In this paper, we deduce a new multivariate regression model designed to fit correlated binary data. The multivariate distribution is derived from a Bernoulli mixed model with a nonnormal random intercept on the marginal approach. The random effect distribution is assumed to be the generalized log-gamma (GLG) distribution by considering a particular parameter setting.

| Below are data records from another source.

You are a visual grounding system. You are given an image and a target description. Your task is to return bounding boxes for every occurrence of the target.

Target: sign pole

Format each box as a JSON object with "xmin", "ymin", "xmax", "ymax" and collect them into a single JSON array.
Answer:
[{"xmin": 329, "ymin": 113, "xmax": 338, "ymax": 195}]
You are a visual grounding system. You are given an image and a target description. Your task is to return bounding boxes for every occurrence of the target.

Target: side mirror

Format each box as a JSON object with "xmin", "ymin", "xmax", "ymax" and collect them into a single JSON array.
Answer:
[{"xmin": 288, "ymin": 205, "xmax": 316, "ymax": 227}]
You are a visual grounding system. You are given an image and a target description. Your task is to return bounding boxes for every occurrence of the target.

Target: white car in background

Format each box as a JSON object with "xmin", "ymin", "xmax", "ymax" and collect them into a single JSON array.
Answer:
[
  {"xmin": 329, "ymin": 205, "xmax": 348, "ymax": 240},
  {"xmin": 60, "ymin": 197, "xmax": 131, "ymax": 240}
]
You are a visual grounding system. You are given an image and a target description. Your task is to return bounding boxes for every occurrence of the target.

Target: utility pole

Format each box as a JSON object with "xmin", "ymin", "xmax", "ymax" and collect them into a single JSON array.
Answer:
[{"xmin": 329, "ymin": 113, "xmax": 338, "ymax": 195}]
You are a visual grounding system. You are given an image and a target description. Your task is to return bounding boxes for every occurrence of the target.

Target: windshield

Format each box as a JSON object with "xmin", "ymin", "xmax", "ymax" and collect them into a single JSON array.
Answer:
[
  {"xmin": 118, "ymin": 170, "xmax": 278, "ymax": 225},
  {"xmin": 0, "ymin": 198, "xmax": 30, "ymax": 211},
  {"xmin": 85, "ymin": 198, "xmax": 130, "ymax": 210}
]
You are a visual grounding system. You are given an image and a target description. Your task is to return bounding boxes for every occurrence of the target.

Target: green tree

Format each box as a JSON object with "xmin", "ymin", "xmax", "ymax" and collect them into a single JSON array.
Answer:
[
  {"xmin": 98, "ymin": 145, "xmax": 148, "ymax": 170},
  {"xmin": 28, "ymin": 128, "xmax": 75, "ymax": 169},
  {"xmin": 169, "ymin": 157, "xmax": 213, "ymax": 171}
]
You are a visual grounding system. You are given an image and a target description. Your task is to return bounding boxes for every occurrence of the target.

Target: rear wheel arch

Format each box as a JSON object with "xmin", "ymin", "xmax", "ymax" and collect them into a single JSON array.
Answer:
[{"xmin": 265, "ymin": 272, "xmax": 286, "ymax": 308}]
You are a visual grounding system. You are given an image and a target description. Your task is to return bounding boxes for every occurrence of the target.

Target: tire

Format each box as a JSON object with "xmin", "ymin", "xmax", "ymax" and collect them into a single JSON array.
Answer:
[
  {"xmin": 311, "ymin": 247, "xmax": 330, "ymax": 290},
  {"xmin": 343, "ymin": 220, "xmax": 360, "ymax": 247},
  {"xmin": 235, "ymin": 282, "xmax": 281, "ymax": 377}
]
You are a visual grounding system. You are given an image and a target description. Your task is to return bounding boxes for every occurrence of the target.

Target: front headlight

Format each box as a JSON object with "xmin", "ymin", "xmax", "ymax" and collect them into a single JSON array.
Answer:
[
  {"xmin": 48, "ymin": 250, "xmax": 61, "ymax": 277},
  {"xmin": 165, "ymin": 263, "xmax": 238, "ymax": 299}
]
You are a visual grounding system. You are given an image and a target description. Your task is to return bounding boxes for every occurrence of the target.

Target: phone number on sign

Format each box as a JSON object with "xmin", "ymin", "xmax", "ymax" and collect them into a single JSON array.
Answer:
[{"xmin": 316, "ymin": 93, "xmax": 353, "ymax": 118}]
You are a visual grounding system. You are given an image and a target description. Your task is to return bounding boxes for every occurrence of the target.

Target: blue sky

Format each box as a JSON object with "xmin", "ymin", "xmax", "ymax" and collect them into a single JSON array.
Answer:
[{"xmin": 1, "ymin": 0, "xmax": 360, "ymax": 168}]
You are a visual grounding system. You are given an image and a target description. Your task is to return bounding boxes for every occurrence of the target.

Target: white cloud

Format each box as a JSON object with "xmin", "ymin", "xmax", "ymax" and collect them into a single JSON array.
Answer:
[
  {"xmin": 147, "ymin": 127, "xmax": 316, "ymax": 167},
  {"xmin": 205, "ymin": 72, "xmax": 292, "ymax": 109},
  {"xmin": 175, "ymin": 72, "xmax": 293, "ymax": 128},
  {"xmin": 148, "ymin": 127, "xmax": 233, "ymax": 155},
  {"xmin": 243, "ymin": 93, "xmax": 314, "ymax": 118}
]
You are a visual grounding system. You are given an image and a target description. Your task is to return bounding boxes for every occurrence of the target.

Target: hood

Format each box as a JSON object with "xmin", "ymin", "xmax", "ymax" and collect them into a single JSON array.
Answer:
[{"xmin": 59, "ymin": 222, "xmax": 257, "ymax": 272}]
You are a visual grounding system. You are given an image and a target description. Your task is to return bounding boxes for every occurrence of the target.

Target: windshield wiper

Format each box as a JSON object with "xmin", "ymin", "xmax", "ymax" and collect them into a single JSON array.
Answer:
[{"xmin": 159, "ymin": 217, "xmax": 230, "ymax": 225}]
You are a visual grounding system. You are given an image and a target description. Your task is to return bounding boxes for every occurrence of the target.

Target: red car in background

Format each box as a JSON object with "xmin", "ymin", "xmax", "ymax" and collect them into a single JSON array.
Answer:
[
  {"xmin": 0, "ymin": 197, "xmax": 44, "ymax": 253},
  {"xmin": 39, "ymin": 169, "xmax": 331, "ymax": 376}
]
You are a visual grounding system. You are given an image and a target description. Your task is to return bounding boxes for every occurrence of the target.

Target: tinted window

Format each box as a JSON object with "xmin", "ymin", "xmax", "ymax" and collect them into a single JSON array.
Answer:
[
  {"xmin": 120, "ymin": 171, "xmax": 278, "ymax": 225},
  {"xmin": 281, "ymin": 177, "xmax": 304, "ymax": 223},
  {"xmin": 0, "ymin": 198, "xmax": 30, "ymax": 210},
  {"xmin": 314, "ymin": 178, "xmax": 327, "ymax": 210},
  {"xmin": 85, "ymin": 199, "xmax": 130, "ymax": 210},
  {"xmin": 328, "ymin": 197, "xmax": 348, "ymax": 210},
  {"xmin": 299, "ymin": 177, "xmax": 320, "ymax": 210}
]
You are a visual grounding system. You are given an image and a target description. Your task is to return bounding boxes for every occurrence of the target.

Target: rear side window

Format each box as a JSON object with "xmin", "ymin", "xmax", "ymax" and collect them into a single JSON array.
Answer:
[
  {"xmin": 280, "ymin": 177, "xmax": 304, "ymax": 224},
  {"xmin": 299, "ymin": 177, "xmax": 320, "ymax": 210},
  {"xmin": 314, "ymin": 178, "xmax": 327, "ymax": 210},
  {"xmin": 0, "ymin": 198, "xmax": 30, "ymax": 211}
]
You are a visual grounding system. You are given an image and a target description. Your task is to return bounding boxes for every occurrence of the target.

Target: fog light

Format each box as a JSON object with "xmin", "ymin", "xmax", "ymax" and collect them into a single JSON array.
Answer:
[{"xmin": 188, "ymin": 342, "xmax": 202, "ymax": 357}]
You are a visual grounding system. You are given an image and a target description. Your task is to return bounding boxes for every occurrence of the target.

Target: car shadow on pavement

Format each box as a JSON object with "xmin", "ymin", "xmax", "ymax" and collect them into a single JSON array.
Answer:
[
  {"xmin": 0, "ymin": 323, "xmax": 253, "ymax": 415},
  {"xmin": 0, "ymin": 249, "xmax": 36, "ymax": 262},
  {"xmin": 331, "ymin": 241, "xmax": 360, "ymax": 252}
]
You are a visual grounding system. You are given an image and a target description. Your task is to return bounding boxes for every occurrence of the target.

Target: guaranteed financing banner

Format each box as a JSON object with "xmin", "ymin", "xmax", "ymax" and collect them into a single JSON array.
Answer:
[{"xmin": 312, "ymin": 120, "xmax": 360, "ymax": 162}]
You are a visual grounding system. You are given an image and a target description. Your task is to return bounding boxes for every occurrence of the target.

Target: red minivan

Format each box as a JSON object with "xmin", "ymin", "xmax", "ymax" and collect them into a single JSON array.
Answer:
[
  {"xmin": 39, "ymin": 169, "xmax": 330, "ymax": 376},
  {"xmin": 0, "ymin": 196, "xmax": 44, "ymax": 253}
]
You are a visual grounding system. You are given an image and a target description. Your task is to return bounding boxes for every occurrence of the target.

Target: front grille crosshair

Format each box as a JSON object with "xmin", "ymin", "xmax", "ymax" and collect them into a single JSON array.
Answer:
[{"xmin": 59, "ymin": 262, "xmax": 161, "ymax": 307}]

The complement log-log function is specified to lead to strong conjugacy between the response variable and random effect. The new discrete multivariate distribution, named MBerGLG distribution, has location and dispersion parameters. The MBerGLG distribution leads to the MBerGLG regression (MBerGLGR) model, providing an alternative approach to fitting both unbalanced and balanced correlated response binary data. Monte Carlo simulation studies show that its maximum likelihood estimators are unbiased, efficient, and consistent asymptotically. The randomized quantile residuals are performed to identify possible departures from the proposal model and the data and detect atypical subjects. Finally, two applications are presented in the data analysis section.

翻译：本文推导了一种新的多元回归模型，旨在拟合相关的二值数据。该多元分布源自基于边际方法的、具有非正态随机截距的伯努利混合模型。通过考虑特定的参数设置，假设随机效应分布为广义对数伽马（GLG）分布。指定补对数-对数函数以实现响应变量与随机效应之间的强共轭性。这种新的离散多元分布被命名为MBerGLG分布，具有位置参数和离散参数。MBerGLG分布进一步导出了MBerGLG回归（MBerGLGR）模型，为拟合非平衡及平衡的相关响应二值数据提供了一种替代方法。蒙特卡洛模拟研究表明，其最大似然估计量是无偏、有效且渐近一致的。采用随机化分位数残差来识别可能偏离所提模型及数据的情况，并检测异常个体。最后，在数据分析部分展示了两个应用实例。